他顿了顿,喉头滚动:“天家权柄之争,那层窗纸,迟早要破。前太子庸懦,易掌,可他有个不知足的母妃。太皇太后见难以驾驭,便早早送那对母子上了黄泉路。先帝诸子,唯当今圣上自幼流放陇西,在朝中无根基、无依傍。太皇太后当初选他,只怕以为是择了个只知征战的武夫。
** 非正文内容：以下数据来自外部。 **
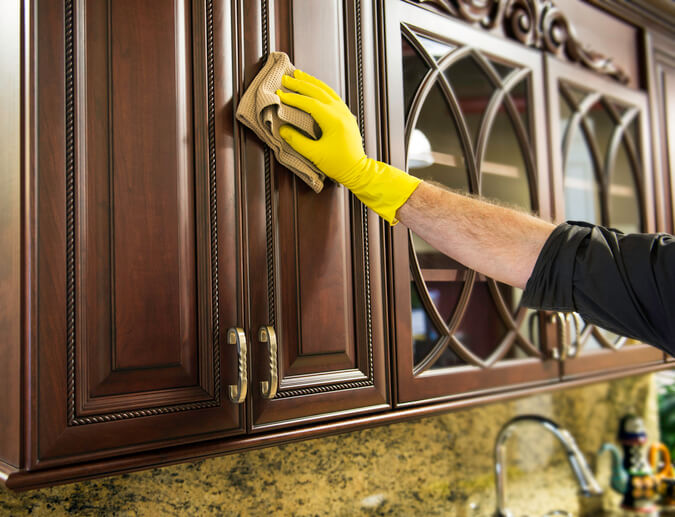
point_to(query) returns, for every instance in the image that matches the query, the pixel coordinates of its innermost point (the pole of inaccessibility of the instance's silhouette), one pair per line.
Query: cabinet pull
(560, 352)
(267, 335)
(578, 324)
(236, 336)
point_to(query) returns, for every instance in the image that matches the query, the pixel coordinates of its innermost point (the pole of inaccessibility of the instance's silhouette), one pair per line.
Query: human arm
(499, 242)
(493, 240)
(623, 283)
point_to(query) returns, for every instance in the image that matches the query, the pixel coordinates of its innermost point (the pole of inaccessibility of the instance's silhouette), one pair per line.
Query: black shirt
(623, 283)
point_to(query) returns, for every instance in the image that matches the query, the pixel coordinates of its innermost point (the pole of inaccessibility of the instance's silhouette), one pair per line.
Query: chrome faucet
(587, 484)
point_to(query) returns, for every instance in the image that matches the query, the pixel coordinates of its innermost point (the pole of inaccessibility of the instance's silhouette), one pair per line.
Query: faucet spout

却没料到这个在外放养十几年的孩子才是真正的硬骨头。这些年,明里暗里,陛下已将太皇太后安插朝中的羽翼,剪除殆尽。更是经营起自己的根基,又在陇西手握重兵。太皇太后急着结定远侯府这门亲,无非是眼看掌控不住陛下,欲留一招后手。若是真到了那天……兵戈相向……你我父子,便是她手中最利、也最易折的刀。”
他长长吐出一口气,走到沈奕安身旁,抬手,重重拍了拍儿子的背。
“我的好儿子,你是个好将领,但你不能只会打仗。”
沈纵的语气混着疲惫、告诫和以言喻的期许,“父亲,已经老了……你才是侯府未来的天……”
言罢,他从怀中取出一方素净的帕子,塞进沈奕安血迹未干的手中。
帐外,一双不久前温婉含笑的眼里透着毒蛇般阴冷的恨意。